Well, maybe that’s not true.
There is one crucial value that is being communicated through a very full day's work: the value of a full day’s work. It is no mystery to me that so many of my friends accept the frankly insane schedules expected of medical or law students; no mystery that so many businesses are delighted to hire religious graduates in accounting or finance jobs. The work ethic that these students are learning, without even knowing it, is making them accustomed to a degree of effort that is unheard of in most schooling environments. The most important thing I learned in Israel is not any piece of Torah I can repeat or any moral lesson I absorbed. It was the ability to focus on a task, for hours at a time, without distraction or difficulty. There is a reason the term is “sitting,” as in “to sit and learn,” and even the word “yeshiva” itself is derived from the Hebrew term for sitting. What did I learn by going to school for nine hours a day? To put in a nine hour day. At age 12.
The purpose of this is not to suggest that we give up on the strenuous and usually stressful education of our children. We simply need to find a better way to transmit the information, skills, and ideology that our students require in a way that is better able to provide the critical lessons without torturing our young people out of their love for both schooling in general and religion in particular.
There has been a tremendous amount of study regarding the concept of block scheduling. This concept hypothesizes that students (and teachers) will perform better if faced with double the time in one subject half as often (meaning eighty minutes of English twice a week as opposed to forty minutes of English four times a week). The theory is not hard to understand. Homework, classwork, the stress level of anticipating a class, and the attention span of students are all improved by giving them fewer things per day to consider.
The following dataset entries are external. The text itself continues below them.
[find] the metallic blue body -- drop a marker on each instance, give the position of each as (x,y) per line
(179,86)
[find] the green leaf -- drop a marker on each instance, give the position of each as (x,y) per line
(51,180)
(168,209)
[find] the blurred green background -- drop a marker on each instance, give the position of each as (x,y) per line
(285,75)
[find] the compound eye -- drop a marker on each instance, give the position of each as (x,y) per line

While this is not a simple solution to integrate into a dual curriculum, it can be considered in other ways. For example, we can double the time dedicated to a given subject in one half of the year, and swap it for another subject in the second half of the year. This also gives students a shorter time span to worry about: a shorter semester for a given subject will make a difficult one seem less intimidating, and an exciting one seem more intense.
This is just one of many ways block scheduling might be integrated into our very crowded classrooms. Hopefully, these methods will draw our students into their learning, and not allow them to treat their studies as merely an exercise in endurance.